Something in Aiden's face darkened, he scowled and narrowed his eyes and stared at the floor, but only for a moment. "I understand that." He muttered, rocking on his heels. "It's worth the end result, or so I believe, anyways. If we ever end up getting there."
Maybe he was just chasing an illusion after all, maybe not. It was worth the risk. "My name's Aiden, sir. I visit here a lot." He tilted his head sideways. "I've never seen you around, though."
"I spend little time in the Land of Nightmares," Batin said. "And less in the library. The waking world is what I love, and where I can be found, for the most part. You may have heard of me by a different name however. I was once Zahir, and there are some agents who knew him still."

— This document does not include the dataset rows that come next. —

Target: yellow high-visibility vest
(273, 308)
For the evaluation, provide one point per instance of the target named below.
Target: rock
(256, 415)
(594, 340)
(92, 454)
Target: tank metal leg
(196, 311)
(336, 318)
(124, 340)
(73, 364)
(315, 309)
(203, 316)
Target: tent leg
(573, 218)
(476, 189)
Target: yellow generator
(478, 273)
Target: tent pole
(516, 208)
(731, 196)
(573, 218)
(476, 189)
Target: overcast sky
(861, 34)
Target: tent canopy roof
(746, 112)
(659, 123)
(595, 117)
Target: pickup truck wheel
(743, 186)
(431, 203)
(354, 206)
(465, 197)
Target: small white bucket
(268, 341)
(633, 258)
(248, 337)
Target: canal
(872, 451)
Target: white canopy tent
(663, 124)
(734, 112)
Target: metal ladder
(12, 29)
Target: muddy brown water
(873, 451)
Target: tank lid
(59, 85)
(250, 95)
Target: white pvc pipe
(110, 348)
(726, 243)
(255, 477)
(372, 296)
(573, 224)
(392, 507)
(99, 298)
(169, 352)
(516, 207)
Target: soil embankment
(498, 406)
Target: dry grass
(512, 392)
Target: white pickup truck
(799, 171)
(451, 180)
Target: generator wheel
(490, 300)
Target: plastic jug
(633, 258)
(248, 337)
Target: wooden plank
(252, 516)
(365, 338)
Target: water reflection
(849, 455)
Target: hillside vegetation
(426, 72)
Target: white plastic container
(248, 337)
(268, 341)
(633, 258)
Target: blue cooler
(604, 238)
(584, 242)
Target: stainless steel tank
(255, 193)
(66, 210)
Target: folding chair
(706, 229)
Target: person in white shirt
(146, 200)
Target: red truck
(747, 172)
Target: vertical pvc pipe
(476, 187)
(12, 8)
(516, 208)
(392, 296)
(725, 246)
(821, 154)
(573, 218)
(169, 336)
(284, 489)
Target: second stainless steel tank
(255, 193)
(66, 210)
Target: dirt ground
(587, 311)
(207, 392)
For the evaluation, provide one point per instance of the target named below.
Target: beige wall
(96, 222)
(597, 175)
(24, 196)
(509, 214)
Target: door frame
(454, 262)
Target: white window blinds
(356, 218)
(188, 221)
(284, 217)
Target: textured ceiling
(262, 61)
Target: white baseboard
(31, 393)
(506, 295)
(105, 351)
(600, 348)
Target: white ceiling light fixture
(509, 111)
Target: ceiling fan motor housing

If it rang a bell, it was faint and unintelligible. "The name doesn't sound familiar, sorry." Aiden shook his head. "I haven't met many agents. The only one I know of is a woman with a mamoswine." And even so, they'd only made eye contact, nothing more. Perhaps it was becuase he spent a lot of time in the land of nightmares. The real world was ugly and uninteresting.
"So Batin is your alias, sir? Did eos discover your true identity?"
"Physis? That's logical. She certainly does get around. Busy like a bee, that one."
He shook his head.
"Batin is not an alias. Batin is who I am. Zahir used to live here--" he gestured to himself. "--but he's a passenger now. I'm someone else than who he was."
"Oh, is that what she goes by? I didn't catch her name before we had to go our separate ways. Are you friends with her?" Everybody needed friends. People like them were sparse and unwanted in the world, so it was natural to make acquaintances with those under similar circumstances.
"You talk about your body like it's a house." Aiden frowned. "Aren't you both one and the same? Zahir is just another name, isn't it?" He wasn't sure he understood.
"I'm not Zahir. He wasn't just another name for who I am. He was another person. But you're right; think of what you see when you see me as a house. Someone else owns it now, entirely separate from Zahir."